We’ve all seen underdog, downtrodden sports stories before. But, unlike the stuff of Hollywood myth, Director Daniel Soares never gets to the rousing “big game” finale with cheering crowds and weepy music. Rather, he forces the viewer to hang in the more realistic, uncomfortable silence of reality and disappointment. As the film asks: “Would you perform your art, even if nobody is watching?”

In some ways the film is similar in subject matter to Mickey Duzyj’s acclaimed Netflix doc series, Losers, in that it focuses on an athlete who never quite achieved success.
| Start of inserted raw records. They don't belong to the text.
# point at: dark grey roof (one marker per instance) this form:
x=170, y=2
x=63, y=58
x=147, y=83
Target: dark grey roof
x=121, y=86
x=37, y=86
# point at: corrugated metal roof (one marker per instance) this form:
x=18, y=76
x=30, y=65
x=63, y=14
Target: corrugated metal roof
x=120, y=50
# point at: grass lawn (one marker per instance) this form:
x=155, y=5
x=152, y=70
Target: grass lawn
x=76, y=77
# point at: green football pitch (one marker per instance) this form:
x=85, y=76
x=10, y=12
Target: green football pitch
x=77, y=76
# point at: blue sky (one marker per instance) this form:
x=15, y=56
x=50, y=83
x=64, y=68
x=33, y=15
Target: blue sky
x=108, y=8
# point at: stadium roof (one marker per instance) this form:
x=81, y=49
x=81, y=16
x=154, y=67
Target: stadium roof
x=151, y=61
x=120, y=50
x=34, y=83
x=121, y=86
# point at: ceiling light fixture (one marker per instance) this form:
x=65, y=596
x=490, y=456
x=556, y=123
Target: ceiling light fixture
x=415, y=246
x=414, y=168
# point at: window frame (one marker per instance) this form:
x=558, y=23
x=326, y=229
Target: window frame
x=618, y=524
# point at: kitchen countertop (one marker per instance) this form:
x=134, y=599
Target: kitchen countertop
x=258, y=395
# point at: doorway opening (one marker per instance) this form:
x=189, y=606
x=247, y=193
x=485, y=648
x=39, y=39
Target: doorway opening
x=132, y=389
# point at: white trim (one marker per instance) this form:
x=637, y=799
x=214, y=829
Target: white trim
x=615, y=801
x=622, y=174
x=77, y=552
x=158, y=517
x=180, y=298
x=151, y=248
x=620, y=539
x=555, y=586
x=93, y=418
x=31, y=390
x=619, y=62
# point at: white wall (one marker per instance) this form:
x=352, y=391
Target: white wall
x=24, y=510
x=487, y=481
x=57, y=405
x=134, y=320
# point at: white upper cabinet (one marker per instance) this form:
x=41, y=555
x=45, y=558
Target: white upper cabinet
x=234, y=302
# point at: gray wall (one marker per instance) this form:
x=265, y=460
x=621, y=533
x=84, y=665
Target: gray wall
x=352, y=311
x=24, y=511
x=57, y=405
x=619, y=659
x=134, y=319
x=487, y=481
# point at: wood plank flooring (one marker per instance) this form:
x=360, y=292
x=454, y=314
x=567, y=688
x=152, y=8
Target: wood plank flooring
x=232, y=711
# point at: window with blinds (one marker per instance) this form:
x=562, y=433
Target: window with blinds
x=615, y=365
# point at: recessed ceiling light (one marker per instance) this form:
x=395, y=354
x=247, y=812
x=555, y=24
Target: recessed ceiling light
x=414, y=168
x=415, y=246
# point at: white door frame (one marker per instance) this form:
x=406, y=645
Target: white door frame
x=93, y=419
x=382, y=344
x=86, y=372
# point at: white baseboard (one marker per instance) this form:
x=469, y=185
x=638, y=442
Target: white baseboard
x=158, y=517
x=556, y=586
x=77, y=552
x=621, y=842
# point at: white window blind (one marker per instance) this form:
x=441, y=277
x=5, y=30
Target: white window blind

But, the tone is very different: less plucky and darkly comic, more somber and reflective.

Soares is a formidable documentary talent with a slew of Vimeo Staff Picks and it’s easy to see why: he has a formal control of the cinematic frame. With Forgotten, each frame feels like a still photo, providing snapshots of Tevin’s daily routine. I was especially taken with the perfectly composed wide-frames. In the crowded short doc landscape, there is often a propensity to get lots of close-ups…lots of found “cut to” b-roll material. But, there is a formal patience and cinematic confidence here that is quite arresting. It’s not a quickly paced film, but its patience allows the weight of its themes and messages to really resonate with the viewer.

In speaking with Short of the Week, Soares relates:

“I’m very intrigued by this idea of things that might be very dear to us today being gone and totally forgotten tomorrow…I really wanted to focus on Tevin, and be in his head and get the viewer to live through what he lives through everyday. So at the end of the day, the sport, the place and the history are just a backdrop to a human centered story.”

Most documentarians aim for this sort of personal approach, but few truly get there. Soares uses the highly specific subject of the decay of Jai Alai to really get into a universal story of regret, loss, and the amazing ability for all human beings to quietly move on even in the face of disappointment.

Forgotten had a healthy festival run (Big Sky, River Run, Santa Barbara) before making its online release. For his next project, Soares is making the transition away from documentaries into narrative work and is currently working on developing his first narrative feature.